Reputation: 4299
I am trying to find out how I could retrieve which clusters are "children/descendent" to "parent" clusters. Let me illustrate this with the following plot.
This plot is a normal dendrogram with different clustering solutions. What I would like to draw is the path between the smaller clusters and the larger clusters. The reason I want to do this is that I have a very large dataset and I have complex clusters and I need to understand which clusters "descend" (small clusters) from the large clusters.
# Load data
data(USArrests)
# Compute distances and hierarchical clustering
dd <- dist(scale(USArrests), method = "euclidean")

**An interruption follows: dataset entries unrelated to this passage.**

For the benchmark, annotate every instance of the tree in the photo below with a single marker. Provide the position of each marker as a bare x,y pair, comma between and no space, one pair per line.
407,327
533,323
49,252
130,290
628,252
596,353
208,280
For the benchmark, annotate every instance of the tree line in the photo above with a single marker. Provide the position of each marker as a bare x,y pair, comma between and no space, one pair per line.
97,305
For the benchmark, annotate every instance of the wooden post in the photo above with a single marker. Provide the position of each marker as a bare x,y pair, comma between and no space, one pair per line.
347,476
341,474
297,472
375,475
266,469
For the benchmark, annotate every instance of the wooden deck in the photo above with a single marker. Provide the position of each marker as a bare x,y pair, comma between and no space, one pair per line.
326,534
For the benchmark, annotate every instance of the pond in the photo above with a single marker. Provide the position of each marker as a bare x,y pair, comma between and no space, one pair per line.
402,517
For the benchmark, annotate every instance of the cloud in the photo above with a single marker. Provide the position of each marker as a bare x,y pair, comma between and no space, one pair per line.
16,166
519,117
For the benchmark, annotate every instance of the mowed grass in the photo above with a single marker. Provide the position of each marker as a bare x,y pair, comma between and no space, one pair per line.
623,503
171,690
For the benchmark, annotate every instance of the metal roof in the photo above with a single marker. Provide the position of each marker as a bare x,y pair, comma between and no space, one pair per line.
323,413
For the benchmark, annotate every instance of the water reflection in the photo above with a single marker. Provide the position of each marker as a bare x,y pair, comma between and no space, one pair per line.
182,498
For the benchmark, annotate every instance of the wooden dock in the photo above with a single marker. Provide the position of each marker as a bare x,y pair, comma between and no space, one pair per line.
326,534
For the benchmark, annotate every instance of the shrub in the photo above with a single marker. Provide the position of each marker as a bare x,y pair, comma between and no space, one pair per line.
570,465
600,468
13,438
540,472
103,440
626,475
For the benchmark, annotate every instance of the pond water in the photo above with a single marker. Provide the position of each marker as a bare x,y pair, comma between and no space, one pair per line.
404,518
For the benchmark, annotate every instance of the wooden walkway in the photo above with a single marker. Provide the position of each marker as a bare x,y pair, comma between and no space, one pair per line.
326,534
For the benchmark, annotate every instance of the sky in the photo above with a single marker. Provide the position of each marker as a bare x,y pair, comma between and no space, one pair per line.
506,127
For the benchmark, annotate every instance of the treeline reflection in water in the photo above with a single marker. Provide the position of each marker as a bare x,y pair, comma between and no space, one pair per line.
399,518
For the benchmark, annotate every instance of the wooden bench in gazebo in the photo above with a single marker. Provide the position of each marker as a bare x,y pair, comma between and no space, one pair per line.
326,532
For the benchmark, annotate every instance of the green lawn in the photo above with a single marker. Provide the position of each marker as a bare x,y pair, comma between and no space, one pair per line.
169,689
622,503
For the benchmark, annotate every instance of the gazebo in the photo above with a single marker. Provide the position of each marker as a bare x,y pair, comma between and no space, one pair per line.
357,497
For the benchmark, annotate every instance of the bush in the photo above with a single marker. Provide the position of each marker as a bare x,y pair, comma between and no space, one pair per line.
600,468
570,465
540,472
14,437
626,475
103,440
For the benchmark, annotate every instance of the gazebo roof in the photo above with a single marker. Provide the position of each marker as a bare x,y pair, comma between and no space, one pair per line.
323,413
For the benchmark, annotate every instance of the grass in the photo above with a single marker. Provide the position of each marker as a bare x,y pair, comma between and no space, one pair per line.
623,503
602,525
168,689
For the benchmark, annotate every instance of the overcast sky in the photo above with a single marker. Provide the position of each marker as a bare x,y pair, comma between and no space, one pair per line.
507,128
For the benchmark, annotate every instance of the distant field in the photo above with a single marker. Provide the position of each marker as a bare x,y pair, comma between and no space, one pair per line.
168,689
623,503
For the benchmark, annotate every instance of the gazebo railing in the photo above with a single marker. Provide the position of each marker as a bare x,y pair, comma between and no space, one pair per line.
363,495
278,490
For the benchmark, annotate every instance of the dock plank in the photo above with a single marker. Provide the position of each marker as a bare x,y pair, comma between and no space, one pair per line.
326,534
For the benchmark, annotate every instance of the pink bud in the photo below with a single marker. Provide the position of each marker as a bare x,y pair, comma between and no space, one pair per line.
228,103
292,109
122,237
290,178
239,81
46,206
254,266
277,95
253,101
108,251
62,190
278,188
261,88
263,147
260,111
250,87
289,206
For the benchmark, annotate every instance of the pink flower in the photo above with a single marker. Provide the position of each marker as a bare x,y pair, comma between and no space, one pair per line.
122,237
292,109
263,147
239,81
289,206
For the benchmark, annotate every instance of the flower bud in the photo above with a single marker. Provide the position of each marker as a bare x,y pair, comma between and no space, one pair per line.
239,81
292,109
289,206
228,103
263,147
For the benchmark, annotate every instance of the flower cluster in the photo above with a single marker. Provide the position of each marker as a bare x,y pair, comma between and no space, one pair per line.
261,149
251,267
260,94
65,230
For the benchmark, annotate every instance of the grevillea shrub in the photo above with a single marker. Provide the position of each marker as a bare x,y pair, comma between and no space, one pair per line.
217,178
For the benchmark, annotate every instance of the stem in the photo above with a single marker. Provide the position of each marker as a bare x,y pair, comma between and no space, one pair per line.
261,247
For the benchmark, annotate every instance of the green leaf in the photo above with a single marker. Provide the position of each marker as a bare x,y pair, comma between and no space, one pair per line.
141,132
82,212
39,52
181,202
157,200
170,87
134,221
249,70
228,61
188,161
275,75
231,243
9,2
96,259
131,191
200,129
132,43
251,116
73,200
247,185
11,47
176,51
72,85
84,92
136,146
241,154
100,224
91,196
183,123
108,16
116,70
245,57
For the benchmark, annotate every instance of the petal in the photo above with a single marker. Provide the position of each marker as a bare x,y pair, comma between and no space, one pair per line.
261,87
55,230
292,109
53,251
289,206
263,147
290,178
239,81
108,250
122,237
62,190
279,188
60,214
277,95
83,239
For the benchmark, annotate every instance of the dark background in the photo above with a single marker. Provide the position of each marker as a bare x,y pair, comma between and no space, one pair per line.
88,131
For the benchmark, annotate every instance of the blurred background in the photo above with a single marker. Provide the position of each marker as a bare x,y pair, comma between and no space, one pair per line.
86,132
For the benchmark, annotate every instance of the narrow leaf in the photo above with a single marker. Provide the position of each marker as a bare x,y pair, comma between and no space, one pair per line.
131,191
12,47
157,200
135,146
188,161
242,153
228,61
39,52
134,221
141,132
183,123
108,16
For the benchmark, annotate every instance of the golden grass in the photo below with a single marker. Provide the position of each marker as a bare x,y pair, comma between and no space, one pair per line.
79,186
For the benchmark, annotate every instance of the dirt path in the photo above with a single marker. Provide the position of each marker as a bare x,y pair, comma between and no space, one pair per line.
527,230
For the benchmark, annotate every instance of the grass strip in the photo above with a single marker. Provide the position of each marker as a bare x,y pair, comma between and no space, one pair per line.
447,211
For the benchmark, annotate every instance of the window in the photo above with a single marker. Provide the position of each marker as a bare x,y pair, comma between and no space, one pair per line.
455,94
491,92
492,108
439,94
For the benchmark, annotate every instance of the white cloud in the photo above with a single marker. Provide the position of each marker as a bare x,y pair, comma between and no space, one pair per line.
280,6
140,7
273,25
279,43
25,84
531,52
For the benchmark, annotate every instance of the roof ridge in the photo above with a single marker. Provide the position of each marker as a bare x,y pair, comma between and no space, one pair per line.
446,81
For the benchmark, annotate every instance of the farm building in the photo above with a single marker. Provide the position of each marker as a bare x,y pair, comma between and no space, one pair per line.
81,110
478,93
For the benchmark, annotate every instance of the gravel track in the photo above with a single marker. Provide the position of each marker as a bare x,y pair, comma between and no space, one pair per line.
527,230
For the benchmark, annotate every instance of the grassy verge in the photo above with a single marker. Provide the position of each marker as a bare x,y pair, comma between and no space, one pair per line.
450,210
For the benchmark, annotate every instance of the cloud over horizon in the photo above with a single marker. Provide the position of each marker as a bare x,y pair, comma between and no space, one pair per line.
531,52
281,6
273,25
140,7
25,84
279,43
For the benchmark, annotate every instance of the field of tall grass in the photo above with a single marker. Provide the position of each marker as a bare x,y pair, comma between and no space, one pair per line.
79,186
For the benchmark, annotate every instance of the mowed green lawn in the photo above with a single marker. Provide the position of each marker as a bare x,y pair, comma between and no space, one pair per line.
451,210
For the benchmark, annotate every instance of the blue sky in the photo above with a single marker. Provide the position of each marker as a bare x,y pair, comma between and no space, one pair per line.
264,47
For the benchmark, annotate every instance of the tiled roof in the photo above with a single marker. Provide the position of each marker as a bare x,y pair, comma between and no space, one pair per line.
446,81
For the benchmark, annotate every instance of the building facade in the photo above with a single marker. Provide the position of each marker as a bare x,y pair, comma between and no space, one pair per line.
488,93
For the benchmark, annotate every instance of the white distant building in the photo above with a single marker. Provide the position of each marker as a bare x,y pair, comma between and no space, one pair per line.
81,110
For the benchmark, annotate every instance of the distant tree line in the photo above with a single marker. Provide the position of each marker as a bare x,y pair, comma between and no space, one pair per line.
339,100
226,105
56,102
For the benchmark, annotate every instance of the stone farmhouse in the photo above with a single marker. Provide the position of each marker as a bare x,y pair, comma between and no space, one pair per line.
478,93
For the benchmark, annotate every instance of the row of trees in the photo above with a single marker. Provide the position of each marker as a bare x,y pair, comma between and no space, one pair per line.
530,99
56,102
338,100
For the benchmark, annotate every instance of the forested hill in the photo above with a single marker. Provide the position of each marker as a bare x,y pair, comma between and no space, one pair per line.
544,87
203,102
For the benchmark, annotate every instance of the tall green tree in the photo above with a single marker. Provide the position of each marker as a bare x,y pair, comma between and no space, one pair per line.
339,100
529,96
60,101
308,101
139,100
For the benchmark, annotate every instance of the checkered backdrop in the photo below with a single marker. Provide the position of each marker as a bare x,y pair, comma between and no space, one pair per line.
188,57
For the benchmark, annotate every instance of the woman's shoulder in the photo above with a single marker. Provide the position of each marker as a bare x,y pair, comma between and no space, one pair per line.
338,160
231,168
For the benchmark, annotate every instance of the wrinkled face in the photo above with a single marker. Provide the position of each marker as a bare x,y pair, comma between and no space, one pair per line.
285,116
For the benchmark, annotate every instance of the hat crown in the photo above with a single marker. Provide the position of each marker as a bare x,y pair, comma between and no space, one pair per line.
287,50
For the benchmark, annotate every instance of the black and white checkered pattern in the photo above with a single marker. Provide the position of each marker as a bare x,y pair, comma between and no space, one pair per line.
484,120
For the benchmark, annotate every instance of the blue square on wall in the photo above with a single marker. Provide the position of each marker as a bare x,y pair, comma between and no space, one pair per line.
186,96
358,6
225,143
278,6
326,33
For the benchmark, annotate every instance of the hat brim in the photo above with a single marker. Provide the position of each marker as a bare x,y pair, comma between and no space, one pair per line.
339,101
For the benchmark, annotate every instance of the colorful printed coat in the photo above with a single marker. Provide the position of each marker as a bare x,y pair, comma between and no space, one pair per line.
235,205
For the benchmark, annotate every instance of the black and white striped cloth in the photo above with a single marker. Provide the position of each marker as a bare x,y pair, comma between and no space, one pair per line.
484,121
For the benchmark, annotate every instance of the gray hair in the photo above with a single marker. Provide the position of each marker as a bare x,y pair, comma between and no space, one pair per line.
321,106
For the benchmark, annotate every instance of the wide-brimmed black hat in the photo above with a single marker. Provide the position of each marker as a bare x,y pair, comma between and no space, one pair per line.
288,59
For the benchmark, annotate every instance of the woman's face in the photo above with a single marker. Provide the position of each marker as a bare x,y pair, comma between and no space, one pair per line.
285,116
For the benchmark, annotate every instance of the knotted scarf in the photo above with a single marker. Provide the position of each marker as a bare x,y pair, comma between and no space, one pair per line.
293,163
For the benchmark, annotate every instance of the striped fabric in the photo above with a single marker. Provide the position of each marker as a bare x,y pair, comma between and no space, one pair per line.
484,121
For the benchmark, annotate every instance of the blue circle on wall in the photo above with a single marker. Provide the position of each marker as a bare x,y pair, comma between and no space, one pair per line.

hc <- hclust(dd, method = "ward.D2")
par(mfrow = c(2,2))
# Plot the obtained dendrogram
plot(hc, cex = 0.6, hang = -1)
rect.hclust(hc, k = 2, border = 2:5)
plot(hc, cex = 0.6, hang = -1)
rect.hclust(hc, k = 4, border = 2:5)
plot(hc, cex = 0.6, hang = -1)
rect.hclust(hc, k = 8, border = 2:5)
plot(hc, cex = 0.6, hang = -1)
rect.hclust(hc, k = 12, border = 2:5)
For instance, here I have two solutions: 2 clusters and 4 clusters. It is unclear to me how I can know which sub_grp2
clusters were divided from the 2 sub_grp1
clusters (and so on).
# Cut tree into 4 groups
sub_grp1 <- cutree(hc, k = 2)
sub_grp2 <- cutree(hc, k = 4)
sub_grp3 <- cutree(hc, k = 8)
sub_grp4 <- cutree(hc, k = 12)
USArrests$sub_grp1 = sub_grp1
USArrests$sub_grp2 = sub_grp2
USArrests$sub_grp3 = sub_grp3
USArrests$sub_grp4 = sub_grp4
What I really would like to draw, or retrieve in any way, is something like:
This would really help me know which of the smaller clusters "descend" from the larger ones.
Does that make sense?
Upvotes: 2
Views: 876
Reputation: 37641
One solution would be to convert your dendrogram to an igraph
graph and use the plotting tools available in igraph.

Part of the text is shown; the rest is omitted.